Mulher grávida com suspeita de coronavírus morre no litoral de SP, filha pede resposta

Uma auxiliar de enfermagem de 43 anos faleceu neste domingo (22) no Hospital Guilherme Álvaro, em Santos, litoral de São Paulo. Segundo o G1, Cleide Renata Marques estava grávida de 13 semanas e apresentava sintomas semelhantes ao novo coronavírus. Ela estava esperando o resultado do teste ser lançado esta semana. Segundo a filha, Bruna Marques, a vítima tinha asma e continuou com febre e falta de ar severa após passar cerca de três semanas em São Paulo.
 Cleide era moradora de São Vicente (SP) e estava grávida de 13 semanas — Foto: Arquivo pessoal
Ela teria ido à capital para ajudar os familiares e voltou para sua casa, em São Vicente, no último dia 14, para a festa surpresa de aniversário da filha. Quando ela chegou, ela estava com febre alta. A filha relata que, durante toda a festa, a mãe estava muito fraca.
 Dois dias depois, como a condição da mãe não melhorou, a jovem decidiu levá-la à maternidade do Hospital São José, onde foi atendida e logo transferida para o Hospital Municipal de São Vicente. Na unidade de saúde, conforme relatado por sua filha, ela passou cerca de quatro horas em atendimento, foi medicada e liberada.
  “Naquele dia o hospital estava em caos. Não havia  álcool gel e nenhuma máscara nos foi dada. Ela saiu com acesso venoso ainda no braço, um absurdo ”, diz Bruna.

Depois de deixar a unidade de saúde, decidiu levar a mãe ao HGA, onde foi hospitalizada, isolada e recebeu atendimento médico. Ela foi diagnosticada com pneumonia e testada para coronavírus e H1N1. A paciente foi levada à unidade de terapia intensiva na terça-feira (17). "Na quarta-feira (18), os médicos me disseram que era estável, que a gravidez iria bem sem complicações e que seriam tratadas", afirmou Bruna. Ela relata que foi a última vez no dia da visita que viu a mãe acordada e conseguiu falar com ela.

 Segundo a filha, ela perdeu o bebê no mesmo dia devido à falta de oxigênio para a criança devido à sua condição.
 “Os médicos me disseram que, apesar disso, sua condição era estável e que ele estava respondendo ao tratamento. Eles me disseram que a deixariam sedada por causa da falta de ar e porque ela estava muito agitada ”, diz ela. No sábado (21), a jovem foi visitá-la e os médicos informaram que a sedação de sua mãe seria removida na segunda-feira (23) para ver se ela reagiria. Cleide piorou e não resistiu, morrendo nas primeiras horas do domingo (22).
 Os médicos disseram que ela teve uma parada respiratória por causa de pneumonia aguda e complicações respiratórias.
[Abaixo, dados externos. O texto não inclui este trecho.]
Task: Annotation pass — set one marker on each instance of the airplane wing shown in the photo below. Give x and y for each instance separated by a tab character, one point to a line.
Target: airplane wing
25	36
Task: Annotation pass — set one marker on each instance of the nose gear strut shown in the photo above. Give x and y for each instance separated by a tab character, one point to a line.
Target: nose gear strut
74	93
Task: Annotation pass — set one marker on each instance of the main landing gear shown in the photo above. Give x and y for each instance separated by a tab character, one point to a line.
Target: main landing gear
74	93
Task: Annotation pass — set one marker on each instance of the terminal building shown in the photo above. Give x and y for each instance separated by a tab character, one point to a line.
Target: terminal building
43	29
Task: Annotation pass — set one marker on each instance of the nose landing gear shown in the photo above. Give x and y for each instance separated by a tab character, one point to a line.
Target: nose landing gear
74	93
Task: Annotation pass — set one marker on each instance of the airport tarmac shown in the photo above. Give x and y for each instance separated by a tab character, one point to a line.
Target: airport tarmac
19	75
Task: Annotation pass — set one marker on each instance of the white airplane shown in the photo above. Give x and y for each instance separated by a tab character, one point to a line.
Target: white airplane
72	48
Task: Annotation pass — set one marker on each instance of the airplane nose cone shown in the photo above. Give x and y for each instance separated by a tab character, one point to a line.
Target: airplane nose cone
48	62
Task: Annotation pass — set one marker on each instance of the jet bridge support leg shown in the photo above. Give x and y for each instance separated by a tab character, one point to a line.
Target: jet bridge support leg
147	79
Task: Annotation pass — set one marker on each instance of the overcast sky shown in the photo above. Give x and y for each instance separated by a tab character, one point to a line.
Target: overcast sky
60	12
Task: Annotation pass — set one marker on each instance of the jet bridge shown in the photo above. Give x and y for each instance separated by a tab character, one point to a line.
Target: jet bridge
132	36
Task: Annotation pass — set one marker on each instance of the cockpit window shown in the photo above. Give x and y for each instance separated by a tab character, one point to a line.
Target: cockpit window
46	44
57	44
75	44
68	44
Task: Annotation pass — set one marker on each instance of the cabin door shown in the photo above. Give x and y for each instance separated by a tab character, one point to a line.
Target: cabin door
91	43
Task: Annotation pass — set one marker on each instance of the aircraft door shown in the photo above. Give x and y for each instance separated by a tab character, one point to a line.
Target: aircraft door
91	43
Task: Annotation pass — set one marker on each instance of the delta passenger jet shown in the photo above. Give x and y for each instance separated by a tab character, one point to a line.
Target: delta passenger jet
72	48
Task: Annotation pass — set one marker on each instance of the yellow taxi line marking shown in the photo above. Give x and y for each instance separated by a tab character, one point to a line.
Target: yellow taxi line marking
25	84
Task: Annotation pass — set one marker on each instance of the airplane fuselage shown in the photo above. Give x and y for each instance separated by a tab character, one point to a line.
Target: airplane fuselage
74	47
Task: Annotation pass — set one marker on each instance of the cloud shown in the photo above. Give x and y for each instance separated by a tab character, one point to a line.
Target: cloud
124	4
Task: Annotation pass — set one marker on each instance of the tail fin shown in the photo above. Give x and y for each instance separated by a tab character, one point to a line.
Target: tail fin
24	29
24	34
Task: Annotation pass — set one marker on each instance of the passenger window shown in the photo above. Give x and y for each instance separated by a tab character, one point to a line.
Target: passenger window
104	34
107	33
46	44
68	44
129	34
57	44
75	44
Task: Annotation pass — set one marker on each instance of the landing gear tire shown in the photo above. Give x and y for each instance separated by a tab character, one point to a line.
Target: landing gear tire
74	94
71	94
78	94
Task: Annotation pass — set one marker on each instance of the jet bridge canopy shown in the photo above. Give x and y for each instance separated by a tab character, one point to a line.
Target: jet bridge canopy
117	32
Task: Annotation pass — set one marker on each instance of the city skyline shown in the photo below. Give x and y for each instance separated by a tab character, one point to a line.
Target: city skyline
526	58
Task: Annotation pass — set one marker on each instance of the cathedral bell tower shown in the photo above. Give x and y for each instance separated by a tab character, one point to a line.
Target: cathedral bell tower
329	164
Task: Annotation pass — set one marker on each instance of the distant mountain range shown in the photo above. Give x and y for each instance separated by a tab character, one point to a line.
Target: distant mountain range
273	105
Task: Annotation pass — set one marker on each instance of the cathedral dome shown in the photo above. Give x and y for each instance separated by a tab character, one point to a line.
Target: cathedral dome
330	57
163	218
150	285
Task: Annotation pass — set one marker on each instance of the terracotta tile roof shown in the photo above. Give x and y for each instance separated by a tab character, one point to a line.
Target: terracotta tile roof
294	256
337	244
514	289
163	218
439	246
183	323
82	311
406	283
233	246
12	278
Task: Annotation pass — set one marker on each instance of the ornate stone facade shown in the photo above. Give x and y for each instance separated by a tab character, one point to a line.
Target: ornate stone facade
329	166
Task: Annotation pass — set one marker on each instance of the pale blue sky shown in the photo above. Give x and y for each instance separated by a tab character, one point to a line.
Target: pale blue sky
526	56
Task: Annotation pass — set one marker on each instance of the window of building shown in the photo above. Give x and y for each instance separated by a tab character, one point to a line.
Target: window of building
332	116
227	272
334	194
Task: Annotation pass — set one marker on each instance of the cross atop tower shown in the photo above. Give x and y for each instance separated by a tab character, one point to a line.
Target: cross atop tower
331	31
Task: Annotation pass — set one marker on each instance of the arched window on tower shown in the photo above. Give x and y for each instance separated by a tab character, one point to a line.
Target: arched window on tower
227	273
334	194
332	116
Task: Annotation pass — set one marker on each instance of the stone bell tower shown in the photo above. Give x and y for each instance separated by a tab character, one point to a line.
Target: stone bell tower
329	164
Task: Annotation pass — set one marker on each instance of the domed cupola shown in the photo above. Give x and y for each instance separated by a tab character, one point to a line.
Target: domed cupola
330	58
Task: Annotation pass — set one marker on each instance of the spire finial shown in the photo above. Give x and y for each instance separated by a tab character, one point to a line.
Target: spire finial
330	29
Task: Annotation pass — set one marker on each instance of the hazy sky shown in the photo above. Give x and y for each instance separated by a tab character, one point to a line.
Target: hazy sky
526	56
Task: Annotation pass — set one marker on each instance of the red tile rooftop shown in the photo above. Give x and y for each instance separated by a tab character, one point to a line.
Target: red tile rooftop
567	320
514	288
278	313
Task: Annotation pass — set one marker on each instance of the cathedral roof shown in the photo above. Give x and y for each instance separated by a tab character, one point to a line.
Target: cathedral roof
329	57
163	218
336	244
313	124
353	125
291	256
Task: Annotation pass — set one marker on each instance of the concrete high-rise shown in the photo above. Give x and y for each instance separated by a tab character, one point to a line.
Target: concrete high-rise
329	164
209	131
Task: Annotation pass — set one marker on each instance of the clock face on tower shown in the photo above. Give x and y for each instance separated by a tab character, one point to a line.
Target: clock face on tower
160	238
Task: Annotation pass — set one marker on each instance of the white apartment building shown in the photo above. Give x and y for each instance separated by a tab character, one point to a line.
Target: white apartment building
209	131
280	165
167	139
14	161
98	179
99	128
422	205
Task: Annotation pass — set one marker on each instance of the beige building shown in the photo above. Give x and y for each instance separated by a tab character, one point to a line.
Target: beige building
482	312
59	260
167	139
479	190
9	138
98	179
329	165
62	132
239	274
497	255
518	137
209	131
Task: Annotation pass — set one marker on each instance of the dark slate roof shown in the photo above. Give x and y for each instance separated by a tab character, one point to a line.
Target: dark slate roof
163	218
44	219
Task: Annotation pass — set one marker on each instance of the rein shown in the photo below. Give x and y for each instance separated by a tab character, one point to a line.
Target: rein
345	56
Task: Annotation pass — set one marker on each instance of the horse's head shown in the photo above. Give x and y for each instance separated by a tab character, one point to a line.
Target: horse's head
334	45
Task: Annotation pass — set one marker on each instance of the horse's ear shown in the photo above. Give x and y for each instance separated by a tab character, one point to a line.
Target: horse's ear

 “Tem sido muito difícil para nós. Ela foi uma pessoa que ajudou todos na família. Ela era uma pessoa muito boa, todo mundo vai sentir muita falta dela ”, diz a filha. Após a morte de Cleide, a família foi instruída a aguardar o teste, que foi enviado ao Instituto Adolfo Lutz, em São Paulo, e a permanecer em isolamento doméstico. “Estamos todos bem e sem sintomas. Agora, só quero uma resposta concreta ”, conclui Bruna.
Questionada sobre o caso do auxiliar de enfermagem, a Secretaria de Estado informou que a paciente mencionada no relatório apresentava outras comorbidades e foi coletada uma amostra para análise laboratorial, visando confirmação ou descarte do novo coronavírus.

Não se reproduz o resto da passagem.